FRANCE kicks off a week of World War I commemorations from Sunday, with some 80 leaders from around the globe preparing to fly in for a ceremony marking a century since the guns fell silent.
French President Emmanuel Macron is gearing up for a busy week of diplomacy that will see him play host to leaders including US President Donald Trump and Russian counterpart Vladimir Putin.
He will also be criss-crossing northern France, visiting the battlefields where hundreds of thousands of men lost their lives in the trenches.
Macron will notably use the international spotlight to issue a rallying cry against populism – in the presence of “America First” Trump and other nationalist leaders.
The commemorations will culminate in a ceremony at the Arc de Triomphe in Paris on November 11 attended by dozens of leaders including Trump, Putin and Germany’s Chancellor Angela Merkel, 100 years to the day since the armistice.
The ceremony at the Tomb of the Unknown Soldier on the Champs-Elysees avenue will be held under tight security following a string of deadly jihadist attacks in France over the past three years.
Remembrance events begin on Sunday with a concert celebrating friendship between former wartime enemies France and Germany in the border city of Strasbourg, attended by Macron and German President Frank-Walter Steinmeier.
Macron will then spend the week visiting the Western Front battlefields, from Verdun to the Somme.
On Tuesday, in honour of the “black army” of former colonial troops who fought alongside the French, he and Mali’s President Ibrahim Boubacar Keita will visit Reims, a city defended by the African soldiers.
Britain’s Prime Minister Theresa May will join Macron on the Somme on Friday, while on Saturday he heads to the village of Rethondes, where the armistice was signed, with Merkel.
War commemorations aside, Macron is set to use his tour of northern France to visit areas hit hard by industrial decline, where far-right leader Marine Le Pen performed strongly in last year’s presidential election.
“After paying homage to those who died for their country it will be back to dealing with social and economic problems,” said Bruno Cautres of political think-tank Cevipof.
‘President of the rich’
Macron – who has struggled to shake off an image as a “president of the rich” – will zip through 17 towns, holding Wednesday’s weekly cabinet meeting in the Ardennes, an area which was battered by the war and today suffers high unemployment.
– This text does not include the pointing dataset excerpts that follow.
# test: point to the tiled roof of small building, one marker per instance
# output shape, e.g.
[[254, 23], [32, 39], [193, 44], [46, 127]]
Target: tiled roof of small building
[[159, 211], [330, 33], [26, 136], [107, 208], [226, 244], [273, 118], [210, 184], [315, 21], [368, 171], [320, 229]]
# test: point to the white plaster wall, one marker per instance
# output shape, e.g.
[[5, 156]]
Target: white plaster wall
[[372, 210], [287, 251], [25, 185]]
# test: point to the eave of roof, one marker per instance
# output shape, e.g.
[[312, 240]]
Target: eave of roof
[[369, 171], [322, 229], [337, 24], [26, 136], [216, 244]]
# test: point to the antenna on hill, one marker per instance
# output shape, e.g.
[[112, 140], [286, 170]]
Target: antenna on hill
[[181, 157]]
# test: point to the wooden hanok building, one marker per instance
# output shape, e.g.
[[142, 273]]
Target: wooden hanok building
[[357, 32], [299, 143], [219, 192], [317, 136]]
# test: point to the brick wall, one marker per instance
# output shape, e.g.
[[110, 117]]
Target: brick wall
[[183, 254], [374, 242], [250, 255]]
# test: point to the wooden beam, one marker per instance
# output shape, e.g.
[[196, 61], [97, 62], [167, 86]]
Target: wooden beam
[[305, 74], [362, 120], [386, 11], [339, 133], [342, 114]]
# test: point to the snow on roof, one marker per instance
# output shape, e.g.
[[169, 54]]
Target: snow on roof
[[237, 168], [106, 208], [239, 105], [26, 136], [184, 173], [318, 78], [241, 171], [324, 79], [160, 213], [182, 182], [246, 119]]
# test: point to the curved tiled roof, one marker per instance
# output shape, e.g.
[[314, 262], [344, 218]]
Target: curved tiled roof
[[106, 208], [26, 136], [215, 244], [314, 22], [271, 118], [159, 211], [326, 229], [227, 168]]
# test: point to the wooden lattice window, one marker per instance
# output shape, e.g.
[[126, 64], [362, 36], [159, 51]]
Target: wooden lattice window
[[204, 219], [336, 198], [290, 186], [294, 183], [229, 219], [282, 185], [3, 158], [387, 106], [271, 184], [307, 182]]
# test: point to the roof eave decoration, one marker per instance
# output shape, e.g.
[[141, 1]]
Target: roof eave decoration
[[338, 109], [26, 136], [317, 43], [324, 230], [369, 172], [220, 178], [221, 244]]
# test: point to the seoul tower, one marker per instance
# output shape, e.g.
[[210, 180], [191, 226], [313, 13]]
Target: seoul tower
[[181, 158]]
The 40-year-old president, whose approval rating is languishing at a dismal 21 per cent according to a YouGov poll released on Thursday, has dismissed rumours that he is suffering from burn-out.
He sparked rampant speculation by taking a few days off ahead of the tour, which aides have insisted were to gather his energy before an intense week of diplomacy.
This week is an opportunity for the centrist to “reflect a strong presidential image” both at home and abroad, Cautres said.
Macron is set to use his speeches to hammer home warnings of the dangers of nationalism at a time when populists are on the march around Europe and beyond.
In a Thursday interview, he said Europe risked a return to the 1930s because of the spread of a nationalist “leprosy” across the continent.
“I am struck by similarities between the times we live in and those of between the two world wars,” he told the Ouest-France newspaper.
“In a Europe divided by fears, the return of nationalism, the consequences of economic crisis, one sees almost systematically everything that marked Europe between the end of World War I and the 1929 [economic] crisis.”
Macron is attempting to position himself as a champion of centrist politics and multilateralism in the run-up to European parliamentary elections in May, saying he expects the duel to be one between “progressives” and “nationalists”.
After next Sunday’s ceremony, world leaders are set to attend a three-day peace forum opened by Merkel, an event which France wants to turn into an annual multilateral peace conference.